“Saya tidak tahu apa yang harus dipikirkan soal gol itu. Saya hanya fokus melakukan tendangan salto dan senang melihat bola masuk ke gawang,” kata Giroud usai laga dikutip dari laman resmi UEFA.
“Saya tidak tahu kalau dalam keadaan offside. Mason Mount bilang dia tidak menyentuh bola. Hasilnya bagus untuk saya dan tim,” lanjut penyerang berusia 34 tahun tersebut.
Dalam tayangan ulang, memang terlihat bola tidak disepak oleh kaki Mason Mount, melainkan bek Atletico Mario Hermoso. Dia bermaksud menghalau bola dalam duel dengan gelandang asal Inggris itu. Akan tetapi, bola justru mengarah ke Giroud dan penyerang asal Prancis itu menjadi onside.
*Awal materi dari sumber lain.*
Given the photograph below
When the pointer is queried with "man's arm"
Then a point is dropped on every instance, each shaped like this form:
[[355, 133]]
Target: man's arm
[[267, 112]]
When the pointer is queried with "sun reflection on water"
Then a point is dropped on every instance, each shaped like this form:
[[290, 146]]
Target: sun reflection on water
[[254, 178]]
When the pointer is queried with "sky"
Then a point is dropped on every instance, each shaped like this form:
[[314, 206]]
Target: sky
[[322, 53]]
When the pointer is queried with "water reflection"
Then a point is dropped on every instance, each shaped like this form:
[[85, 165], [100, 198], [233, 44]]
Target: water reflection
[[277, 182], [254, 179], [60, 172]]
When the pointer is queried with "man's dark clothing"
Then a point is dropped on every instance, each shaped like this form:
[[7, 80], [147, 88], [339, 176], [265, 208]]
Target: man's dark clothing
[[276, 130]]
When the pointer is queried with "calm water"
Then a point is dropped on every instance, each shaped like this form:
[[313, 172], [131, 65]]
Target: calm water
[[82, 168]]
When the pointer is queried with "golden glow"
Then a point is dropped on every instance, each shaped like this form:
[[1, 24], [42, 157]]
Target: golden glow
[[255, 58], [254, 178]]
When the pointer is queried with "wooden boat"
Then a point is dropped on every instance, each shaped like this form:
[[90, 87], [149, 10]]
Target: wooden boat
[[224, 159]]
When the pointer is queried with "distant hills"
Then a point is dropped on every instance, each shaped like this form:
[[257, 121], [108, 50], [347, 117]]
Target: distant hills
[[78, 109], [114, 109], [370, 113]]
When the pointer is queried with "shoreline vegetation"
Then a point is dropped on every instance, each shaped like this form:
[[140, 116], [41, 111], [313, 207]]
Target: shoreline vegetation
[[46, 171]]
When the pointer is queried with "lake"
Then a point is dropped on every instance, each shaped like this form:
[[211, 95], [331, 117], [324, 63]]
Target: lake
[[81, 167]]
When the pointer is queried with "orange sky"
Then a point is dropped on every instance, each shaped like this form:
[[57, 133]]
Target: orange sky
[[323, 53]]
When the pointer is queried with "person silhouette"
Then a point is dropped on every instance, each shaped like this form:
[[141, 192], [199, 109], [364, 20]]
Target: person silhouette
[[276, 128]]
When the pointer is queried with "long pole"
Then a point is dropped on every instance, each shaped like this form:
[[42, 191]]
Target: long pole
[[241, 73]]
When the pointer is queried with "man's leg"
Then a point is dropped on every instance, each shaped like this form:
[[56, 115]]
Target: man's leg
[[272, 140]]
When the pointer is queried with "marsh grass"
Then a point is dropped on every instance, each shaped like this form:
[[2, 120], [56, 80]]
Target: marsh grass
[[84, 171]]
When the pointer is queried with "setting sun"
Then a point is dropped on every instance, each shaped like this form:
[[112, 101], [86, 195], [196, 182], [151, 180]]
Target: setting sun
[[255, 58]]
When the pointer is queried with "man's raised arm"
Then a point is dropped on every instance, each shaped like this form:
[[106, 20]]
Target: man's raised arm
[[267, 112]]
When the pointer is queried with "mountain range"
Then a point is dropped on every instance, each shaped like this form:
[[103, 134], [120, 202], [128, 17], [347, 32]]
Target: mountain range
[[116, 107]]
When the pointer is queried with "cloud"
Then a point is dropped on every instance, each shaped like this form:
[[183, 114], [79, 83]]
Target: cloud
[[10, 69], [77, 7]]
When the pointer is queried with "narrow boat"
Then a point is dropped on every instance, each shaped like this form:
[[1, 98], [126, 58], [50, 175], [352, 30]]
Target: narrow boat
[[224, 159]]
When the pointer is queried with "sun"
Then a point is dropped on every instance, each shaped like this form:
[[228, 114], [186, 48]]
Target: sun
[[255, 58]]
Gol tandang tersebut jelas berarti buat Chelsea. Tugas mereka sedikit ringan pada leg kedua yang dihelat 18 Maret 2021 dini hari WIB. Apalagi, mereka bertindak sebagai tuan rumah. Namun, Giroud enggan jemawa dan menyebut masih ada tugas yang harus diselesaikan.
“Kami tahu betapa pentingnya gol tandang di (kompetisi) Eropa jadi itu mengapa saya senang dapat membantu tim untuk memenangi pertandingan,” tuturnya.
“Kami sangat percaya diri menghadapi sebuah tim yang hebat. Kami mampu mengatasi mereka, tetapi masih harus tetap fokus dan menyelesaikan pekerjaan,” ucapnya.